Em seu texto, a regra protocolada afirma que “será considerada discriminatória a exigência de qualquer comprovante de vacinação como condição para o desempenho de funções em emprego público ou privado”. Além disso, o projeto considera “atentatória à dignidade humana” a proibição de acesso a bens e locais públicos condicionada à apresentação de atestado de vacinação.

Como justificativa, Zambelli afirmou que o projeto visa proibir a imposição de sanções contra pessoas que “exerçam seu legítimo e constitucional direito de, tomando uma decisão sobre o seu próprio corpo, não se submeterem a qualquer tipo de vacinação”. A parlamentar ressaltou que a medida é constitucional por ser fundamentada em decisão do Supremo Tribunal Federal (STF).

– A presente norma tem sua constitucionalidade assentada na própria decisão do Supremo Tribunal Federal anteriormente indicada, pois a chamada “vacinação compulsória” somente pode ocorrer caso haja expressa autorização legal, o que autoriza a edição de lei que proíba expressamente tal medida – destaca a parlamentar.

O projeto de Zambelli não é o único a tramitar com o mesmo pedido. Há 10 dias, o deputado Giovani Cherini (PL-RS) também apresentou proposta com a proibição de exigência de passaporte sanitário. Na ocasião, o deputado destacou que o ministro da Saúde, considerou desnecessária a exigência do chamado “passaporte sanitário”.

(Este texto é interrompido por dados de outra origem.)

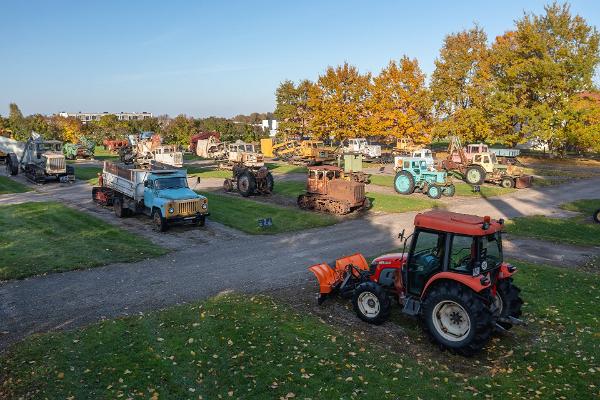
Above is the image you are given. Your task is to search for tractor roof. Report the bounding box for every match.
[415,210,504,236]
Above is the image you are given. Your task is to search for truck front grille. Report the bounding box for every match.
[177,200,200,215]
[46,158,66,172]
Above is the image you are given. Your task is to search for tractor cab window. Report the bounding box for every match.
[448,235,477,272]
[407,231,446,295]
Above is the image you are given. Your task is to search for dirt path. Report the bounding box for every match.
[0,173,600,350]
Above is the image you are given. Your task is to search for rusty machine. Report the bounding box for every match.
[298,165,370,215]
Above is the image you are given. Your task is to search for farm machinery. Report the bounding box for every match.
[309,211,523,356]
[63,137,96,160]
[442,136,532,189]
[220,141,275,197]
[0,132,75,183]
[394,157,456,199]
[298,165,370,215]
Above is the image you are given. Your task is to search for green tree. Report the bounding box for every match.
[367,56,431,143]
[430,26,490,144]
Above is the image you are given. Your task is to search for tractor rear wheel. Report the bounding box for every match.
[427,185,442,199]
[352,282,391,325]
[394,171,415,194]
[422,282,493,356]
[238,172,256,197]
[465,165,485,185]
[494,278,523,329]
[500,176,515,189]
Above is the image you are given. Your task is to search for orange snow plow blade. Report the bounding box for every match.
[308,253,369,295]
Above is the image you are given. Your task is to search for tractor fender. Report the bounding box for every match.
[421,271,491,299]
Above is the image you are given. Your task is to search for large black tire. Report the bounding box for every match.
[238,172,256,197]
[500,176,515,189]
[465,165,485,185]
[352,282,391,325]
[495,278,523,329]
[152,208,167,232]
[6,153,19,176]
[267,172,275,193]
[113,196,127,218]
[394,171,415,194]
[421,282,494,356]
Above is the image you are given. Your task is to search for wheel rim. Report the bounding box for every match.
[358,292,381,318]
[431,300,471,342]
[395,175,410,193]
[467,169,481,182]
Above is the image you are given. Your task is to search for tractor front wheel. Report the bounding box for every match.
[352,282,391,325]
[494,278,523,329]
[394,171,415,194]
[422,283,493,356]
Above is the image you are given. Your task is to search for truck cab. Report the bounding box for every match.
[143,170,208,231]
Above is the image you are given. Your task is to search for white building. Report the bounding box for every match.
[58,111,152,124]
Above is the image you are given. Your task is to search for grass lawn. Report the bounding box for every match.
[507,199,600,246]
[371,175,517,197]
[201,192,338,234]
[0,202,167,280]
[0,264,600,399]
[75,166,102,185]
[367,192,442,213]
[0,176,31,194]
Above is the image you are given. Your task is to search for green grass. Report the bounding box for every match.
[367,192,441,213]
[273,181,306,198]
[265,163,308,174]
[506,199,600,246]
[202,192,338,234]
[0,263,600,399]
[371,175,517,197]
[75,166,102,185]
[0,202,166,280]
[0,176,31,194]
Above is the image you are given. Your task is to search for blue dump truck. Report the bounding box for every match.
[92,161,209,232]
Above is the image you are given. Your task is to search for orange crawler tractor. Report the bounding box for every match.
[309,211,523,356]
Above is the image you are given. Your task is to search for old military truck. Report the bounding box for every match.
[92,161,209,232]
[0,132,75,183]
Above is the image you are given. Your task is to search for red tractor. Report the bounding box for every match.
[309,211,523,356]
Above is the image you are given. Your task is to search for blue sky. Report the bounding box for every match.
[0,0,600,117]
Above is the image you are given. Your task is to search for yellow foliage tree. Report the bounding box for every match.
[368,56,431,144]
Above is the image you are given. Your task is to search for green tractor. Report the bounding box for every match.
[394,157,456,199]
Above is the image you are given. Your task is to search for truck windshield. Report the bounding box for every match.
[154,176,188,190]
[481,232,502,268]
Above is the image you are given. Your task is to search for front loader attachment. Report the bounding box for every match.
[308,253,369,304]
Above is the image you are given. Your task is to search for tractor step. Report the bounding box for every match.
[402,297,421,316]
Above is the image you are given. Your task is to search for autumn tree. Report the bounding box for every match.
[367,56,431,143]
[430,26,490,141]
[488,3,600,151]
[308,63,371,140]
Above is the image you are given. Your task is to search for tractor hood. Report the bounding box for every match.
[158,188,202,200]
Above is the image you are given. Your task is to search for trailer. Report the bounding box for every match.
[92,161,209,232]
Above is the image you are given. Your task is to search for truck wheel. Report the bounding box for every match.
[500,176,515,189]
[238,172,256,197]
[394,171,415,194]
[493,278,523,329]
[421,283,493,356]
[442,183,456,197]
[113,196,126,218]
[465,165,485,185]
[152,209,167,232]
[267,172,275,193]
[6,153,19,176]
[427,185,442,199]
[352,282,391,325]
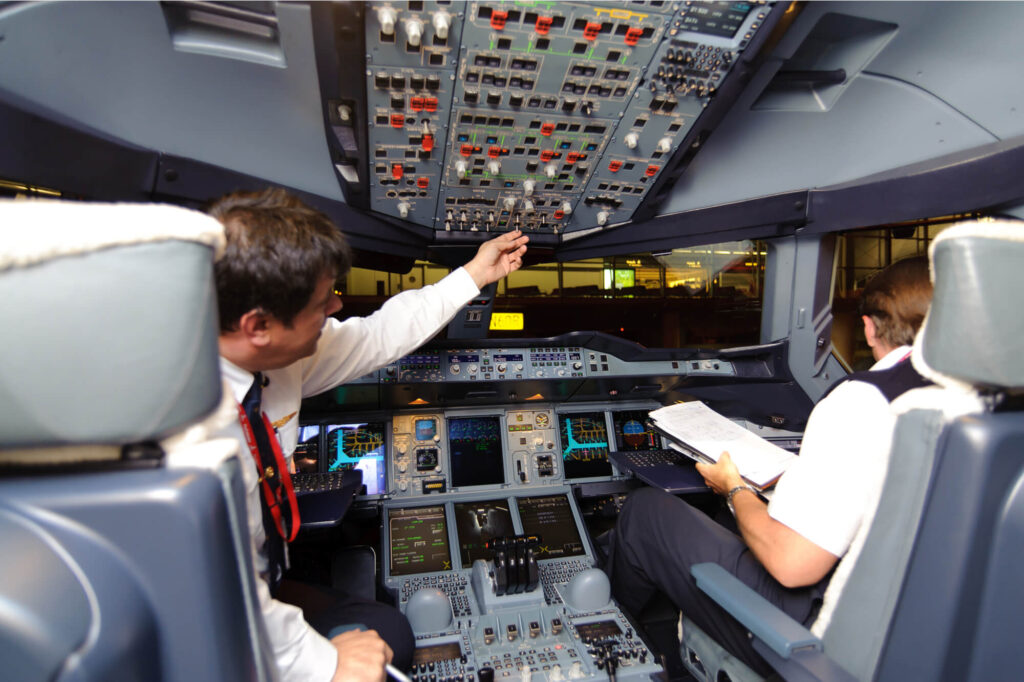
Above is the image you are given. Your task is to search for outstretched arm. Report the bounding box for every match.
[465,230,529,289]
[697,453,839,588]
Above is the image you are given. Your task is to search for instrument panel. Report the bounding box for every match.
[382,487,662,682]
[295,401,662,499]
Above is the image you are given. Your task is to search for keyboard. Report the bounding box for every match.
[292,471,360,495]
[292,469,362,527]
[618,450,692,469]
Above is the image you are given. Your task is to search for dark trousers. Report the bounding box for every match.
[607,487,827,675]
[273,580,416,671]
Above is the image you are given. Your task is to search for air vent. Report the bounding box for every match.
[160,1,287,68]
[754,12,898,112]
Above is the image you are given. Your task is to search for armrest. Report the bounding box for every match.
[690,563,822,658]
[690,563,854,682]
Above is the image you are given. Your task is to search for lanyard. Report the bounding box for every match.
[236,403,302,543]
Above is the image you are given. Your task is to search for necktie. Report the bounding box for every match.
[242,372,298,593]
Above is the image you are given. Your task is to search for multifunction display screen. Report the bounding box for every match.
[388,505,452,576]
[292,424,319,473]
[558,412,611,478]
[447,417,505,487]
[326,423,387,495]
[680,2,754,38]
[455,500,515,568]
[516,495,586,559]
[611,410,662,453]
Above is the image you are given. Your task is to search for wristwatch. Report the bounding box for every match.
[725,485,758,516]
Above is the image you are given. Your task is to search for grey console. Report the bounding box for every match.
[382,486,662,682]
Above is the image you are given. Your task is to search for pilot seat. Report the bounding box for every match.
[0,201,278,682]
[681,221,1024,682]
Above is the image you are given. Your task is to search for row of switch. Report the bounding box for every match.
[374,71,441,90]
[377,6,452,47]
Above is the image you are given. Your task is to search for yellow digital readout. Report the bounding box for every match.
[490,312,523,332]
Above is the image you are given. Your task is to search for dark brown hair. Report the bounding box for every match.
[208,188,351,332]
[860,256,932,348]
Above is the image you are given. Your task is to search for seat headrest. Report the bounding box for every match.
[0,201,224,450]
[913,220,1024,389]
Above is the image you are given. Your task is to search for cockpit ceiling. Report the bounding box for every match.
[0,0,1024,259]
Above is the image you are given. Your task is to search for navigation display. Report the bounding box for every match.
[292,424,319,473]
[388,505,452,576]
[516,495,586,559]
[325,423,387,495]
[611,410,662,453]
[558,412,611,478]
[680,2,754,38]
[447,417,505,487]
[455,500,515,568]
[416,419,437,440]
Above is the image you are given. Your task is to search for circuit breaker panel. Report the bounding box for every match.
[352,0,780,235]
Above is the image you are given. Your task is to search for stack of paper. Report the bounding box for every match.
[650,400,796,489]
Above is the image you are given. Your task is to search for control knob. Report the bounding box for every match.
[432,10,452,40]
[406,18,423,47]
[377,7,397,36]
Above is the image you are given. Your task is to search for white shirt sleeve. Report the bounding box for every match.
[292,267,480,396]
[256,579,338,682]
[768,381,895,556]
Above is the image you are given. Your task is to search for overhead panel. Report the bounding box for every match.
[352,0,771,235]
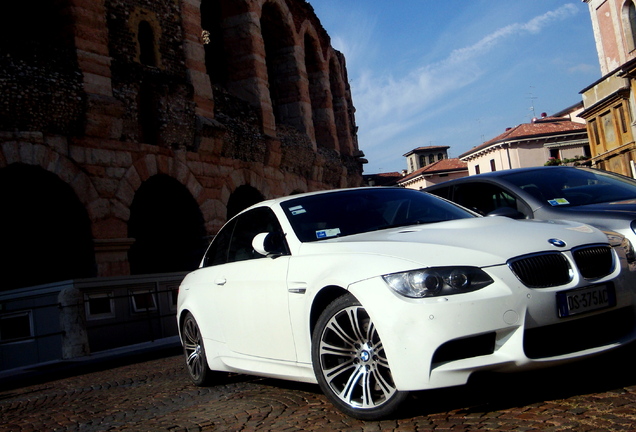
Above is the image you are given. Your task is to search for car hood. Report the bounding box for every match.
[301,217,608,267]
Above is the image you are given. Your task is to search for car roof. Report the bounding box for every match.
[241,186,405,213]
[424,166,592,190]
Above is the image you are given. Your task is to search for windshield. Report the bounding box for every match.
[282,188,475,242]
[502,168,636,207]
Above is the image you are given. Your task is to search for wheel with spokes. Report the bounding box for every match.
[312,294,408,420]
[181,312,212,386]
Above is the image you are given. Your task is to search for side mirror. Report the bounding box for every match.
[486,207,526,219]
[252,232,285,258]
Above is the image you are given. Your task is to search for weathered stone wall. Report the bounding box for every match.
[0,0,364,276]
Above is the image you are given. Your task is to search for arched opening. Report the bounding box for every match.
[305,34,336,149]
[261,2,306,132]
[137,21,157,66]
[137,84,161,145]
[201,0,228,85]
[128,174,207,274]
[0,164,97,290]
[227,185,265,220]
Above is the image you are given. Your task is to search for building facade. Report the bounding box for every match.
[459,115,589,175]
[581,0,636,177]
[396,158,468,190]
[402,146,450,174]
[0,0,365,290]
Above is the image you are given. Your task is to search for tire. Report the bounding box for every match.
[181,312,213,386]
[312,294,408,420]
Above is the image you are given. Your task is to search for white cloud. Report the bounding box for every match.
[352,3,578,154]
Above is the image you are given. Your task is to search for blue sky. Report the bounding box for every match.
[308,0,601,174]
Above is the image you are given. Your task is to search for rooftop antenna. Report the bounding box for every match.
[528,86,537,118]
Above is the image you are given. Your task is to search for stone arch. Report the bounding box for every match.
[116,154,204,207]
[200,0,228,85]
[0,163,97,290]
[329,55,353,156]
[260,0,307,133]
[128,174,207,274]
[128,7,162,68]
[0,142,101,213]
[303,27,336,149]
[137,20,157,66]
[227,185,265,220]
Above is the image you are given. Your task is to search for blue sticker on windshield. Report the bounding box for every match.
[289,206,307,216]
[548,198,570,206]
[316,228,340,238]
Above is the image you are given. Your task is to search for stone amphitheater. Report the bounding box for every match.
[0,0,366,290]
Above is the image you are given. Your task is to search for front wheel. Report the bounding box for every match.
[181,312,213,386]
[312,294,408,420]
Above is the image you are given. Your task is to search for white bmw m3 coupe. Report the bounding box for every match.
[177,188,636,420]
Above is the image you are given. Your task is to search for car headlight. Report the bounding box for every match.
[382,267,493,298]
[603,231,636,264]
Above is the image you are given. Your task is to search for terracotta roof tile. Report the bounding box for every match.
[398,158,468,183]
[459,117,586,158]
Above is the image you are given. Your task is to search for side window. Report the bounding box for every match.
[228,207,282,262]
[203,219,236,267]
[454,183,531,216]
[453,183,507,216]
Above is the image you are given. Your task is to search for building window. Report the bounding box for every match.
[0,311,33,342]
[590,120,601,145]
[130,289,157,313]
[601,112,616,150]
[616,105,627,134]
[137,21,157,66]
[85,292,115,321]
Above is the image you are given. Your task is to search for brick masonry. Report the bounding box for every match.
[0,0,365,284]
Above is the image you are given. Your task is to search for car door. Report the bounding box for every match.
[211,207,296,361]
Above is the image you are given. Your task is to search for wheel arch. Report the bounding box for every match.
[309,285,349,337]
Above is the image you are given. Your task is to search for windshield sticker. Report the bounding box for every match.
[548,198,570,206]
[289,206,307,216]
[316,228,340,238]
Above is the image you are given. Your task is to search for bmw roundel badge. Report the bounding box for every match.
[548,239,565,247]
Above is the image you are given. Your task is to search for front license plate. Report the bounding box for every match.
[557,284,616,318]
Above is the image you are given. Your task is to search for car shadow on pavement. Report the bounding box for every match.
[399,343,636,418]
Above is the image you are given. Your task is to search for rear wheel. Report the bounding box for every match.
[181,312,213,386]
[312,294,408,420]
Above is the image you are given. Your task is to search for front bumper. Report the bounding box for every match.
[350,266,636,390]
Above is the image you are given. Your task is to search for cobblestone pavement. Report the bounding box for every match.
[0,347,636,432]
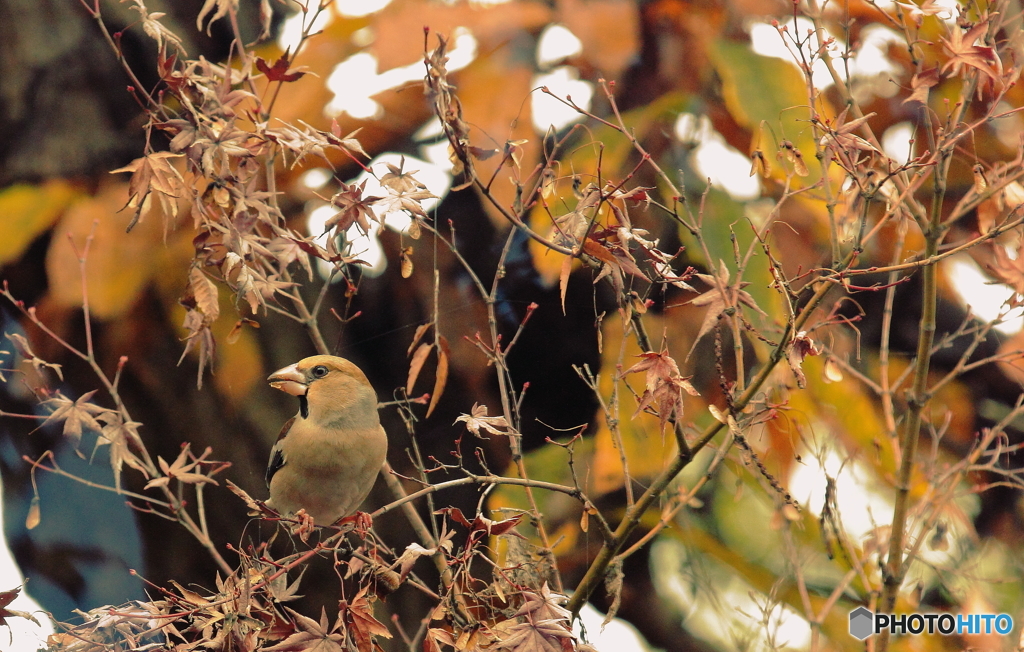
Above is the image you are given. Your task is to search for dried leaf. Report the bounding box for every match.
[342,586,391,652]
[256,51,306,82]
[455,403,517,437]
[406,343,432,394]
[188,266,220,323]
[601,560,626,627]
[621,350,699,429]
[406,321,433,355]
[427,335,452,417]
[24,495,42,528]
[398,247,413,278]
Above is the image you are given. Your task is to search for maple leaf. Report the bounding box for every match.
[687,261,765,348]
[111,151,185,230]
[256,50,306,82]
[902,67,939,106]
[338,586,391,652]
[4,333,63,381]
[145,443,217,489]
[785,331,821,389]
[92,411,150,491]
[490,620,572,652]
[178,309,217,389]
[42,390,111,448]
[453,403,517,438]
[515,582,572,620]
[380,157,427,193]
[940,18,1001,82]
[324,179,382,233]
[263,607,345,652]
[620,349,699,429]
[391,541,437,580]
[328,120,370,159]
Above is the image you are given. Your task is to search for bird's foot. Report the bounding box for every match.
[334,512,374,537]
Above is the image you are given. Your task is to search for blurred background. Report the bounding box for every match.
[0,0,1024,651]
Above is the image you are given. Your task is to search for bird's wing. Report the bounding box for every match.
[266,417,295,487]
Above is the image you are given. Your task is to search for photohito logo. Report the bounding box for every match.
[850,607,1014,641]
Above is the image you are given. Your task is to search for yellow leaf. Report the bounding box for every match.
[0,179,82,265]
[211,313,266,405]
[46,182,164,319]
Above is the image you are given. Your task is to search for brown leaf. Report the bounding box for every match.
[427,335,452,417]
[256,52,305,82]
[398,247,413,278]
[622,350,699,429]
[24,495,42,528]
[785,331,821,389]
[263,607,346,652]
[188,266,220,323]
[455,403,517,437]
[406,343,433,394]
[111,151,185,231]
[339,586,391,652]
[42,390,110,448]
[406,322,433,355]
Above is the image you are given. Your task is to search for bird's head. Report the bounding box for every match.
[266,355,377,421]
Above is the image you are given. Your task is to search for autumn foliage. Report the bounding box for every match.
[0,0,1024,652]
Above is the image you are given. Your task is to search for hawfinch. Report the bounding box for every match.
[266,355,387,525]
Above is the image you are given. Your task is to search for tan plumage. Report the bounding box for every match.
[266,355,387,525]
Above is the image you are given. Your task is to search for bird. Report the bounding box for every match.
[266,355,387,525]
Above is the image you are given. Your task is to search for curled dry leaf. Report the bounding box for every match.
[4,333,63,381]
[455,403,516,437]
[785,331,821,389]
[621,349,700,429]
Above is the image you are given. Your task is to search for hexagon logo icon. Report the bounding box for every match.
[850,607,874,641]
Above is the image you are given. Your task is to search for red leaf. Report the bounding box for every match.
[256,52,305,82]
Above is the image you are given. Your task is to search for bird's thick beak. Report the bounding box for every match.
[266,364,309,396]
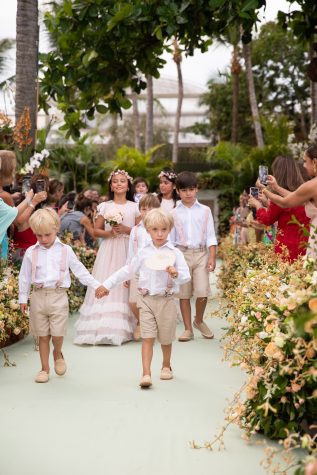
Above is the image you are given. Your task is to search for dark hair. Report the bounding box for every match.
[75,197,92,211]
[176,172,198,190]
[157,167,179,208]
[272,155,304,191]
[132,176,150,194]
[305,144,317,160]
[108,175,134,203]
[139,193,161,209]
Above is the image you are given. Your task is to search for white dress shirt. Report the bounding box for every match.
[19,238,100,303]
[103,241,190,295]
[126,221,152,264]
[170,200,217,249]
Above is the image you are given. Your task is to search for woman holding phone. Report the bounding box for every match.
[264,145,317,258]
[249,156,310,261]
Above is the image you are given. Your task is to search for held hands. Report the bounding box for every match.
[165,266,178,279]
[95,285,109,299]
[207,258,216,272]
[20,303,28,315]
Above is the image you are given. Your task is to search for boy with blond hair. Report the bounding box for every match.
[96,209,190,388]
[126,194,161,341]
[19,208,100,383]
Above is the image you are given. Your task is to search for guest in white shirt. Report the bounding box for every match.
[19,208,100,383]
[171,171,217,341]
[126,194,160,341]
[96,209,190,387]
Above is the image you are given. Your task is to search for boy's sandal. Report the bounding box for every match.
[140,374,152,388]
[34,371,49,383]
[54,354,67,376]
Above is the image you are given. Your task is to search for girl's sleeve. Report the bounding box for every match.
[256,201,285,226]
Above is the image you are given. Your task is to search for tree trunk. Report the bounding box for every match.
[15,0,39,147]
[231,45,241,143]
[172,40,184,163]
[132,92,142,152]
[243,44,264,147]
[309,42,317,127]
[145,75,153,153]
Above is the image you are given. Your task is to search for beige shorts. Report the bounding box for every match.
[30,289,69,336]
[177,246,210,299]
[129,275,139,303]
[138,295,177,345]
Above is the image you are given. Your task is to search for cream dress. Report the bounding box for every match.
[74,201,140,345]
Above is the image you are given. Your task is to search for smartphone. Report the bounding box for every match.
[259,165,269,185]
[250,186,259,199]
[22,175,32,195]
[67,201,75,211]
[35,179,45,193]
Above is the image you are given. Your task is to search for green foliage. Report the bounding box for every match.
[40,0,266,140]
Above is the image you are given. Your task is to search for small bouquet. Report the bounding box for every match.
[104,211,123,226]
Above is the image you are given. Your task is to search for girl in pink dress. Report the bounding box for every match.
[74,170,140,345]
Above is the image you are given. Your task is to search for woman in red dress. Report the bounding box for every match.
[249,156,310,261]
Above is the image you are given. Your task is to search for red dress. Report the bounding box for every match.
[256,202,310,261]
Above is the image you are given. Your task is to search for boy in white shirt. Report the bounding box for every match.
[19,208,100,383]
[96,209,190,388]
[126,194,161,341]
[171,171,217,341]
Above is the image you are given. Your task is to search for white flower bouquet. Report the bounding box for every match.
[104,211,123,226]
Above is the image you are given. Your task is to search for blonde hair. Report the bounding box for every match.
[139,193,161,209]
[29,208,60,234]
[0,150,16,185]
[144,208,174,229]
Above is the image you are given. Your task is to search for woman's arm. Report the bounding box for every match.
[263,178,317,208]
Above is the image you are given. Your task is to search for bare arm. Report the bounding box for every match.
[263,178,317,208]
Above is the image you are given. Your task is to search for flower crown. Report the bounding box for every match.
[108,170,133,183]
[157,170,177,181]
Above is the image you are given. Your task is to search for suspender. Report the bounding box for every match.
[31,246,67,289]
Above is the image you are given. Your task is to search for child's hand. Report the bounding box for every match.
[20,303,28,315]
[95,285,109,299]
[165,266,178,279]
[207,257,216,272]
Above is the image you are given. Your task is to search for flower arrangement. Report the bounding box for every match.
[104,211,123,226]
[216,239,317,475]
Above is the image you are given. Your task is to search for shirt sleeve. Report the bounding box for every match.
[67,246,100,289]
[19,251,32,303]
[256,201,285,226]
[173,249,190,285]
[206,212,218,247]
[102,252,140,290]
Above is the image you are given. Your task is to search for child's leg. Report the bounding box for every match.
[195,297,207,324]
[52,336,64,360]
[161,344,172,369]
[179,299,193,332]
[39,335,51,373]
[142,338,155,376]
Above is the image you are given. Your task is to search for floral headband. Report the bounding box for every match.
[108,170,133,183]
[157,170,177,181]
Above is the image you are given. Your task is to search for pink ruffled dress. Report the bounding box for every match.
[74,201,140,345]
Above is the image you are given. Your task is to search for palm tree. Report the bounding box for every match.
[172,38,184,163]
[15,0,39,146]
[243,43,264,147]
[145,75,154,153]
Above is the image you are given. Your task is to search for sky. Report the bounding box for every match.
[0,0,294,92]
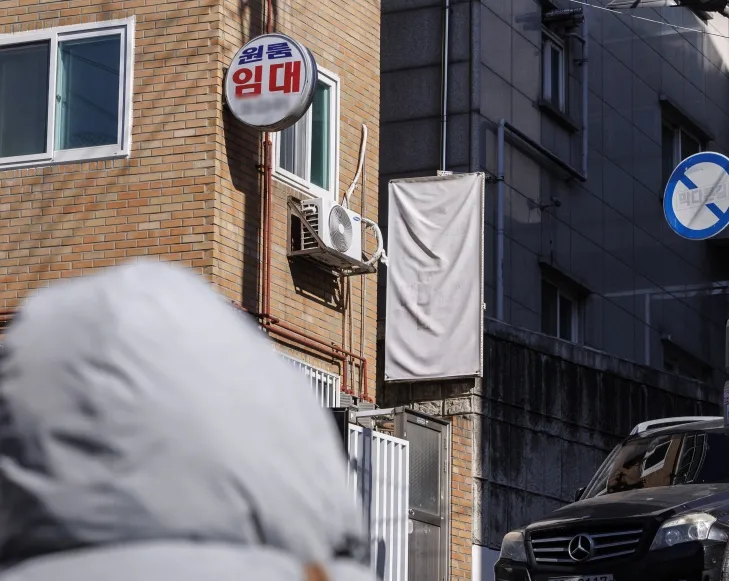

– O próprio ministro da Saúde, Marcelo Queiroga, considerou desnecessária a exigência de passaporte sanitário que comprove a imunização contra Covid-19, para que pessoas possam acessar determinados eventos ou locais. Segundo ele, o mais importante é garantir a vacinação das pessoas, como vem fazendo o governo federal – citou Cherini.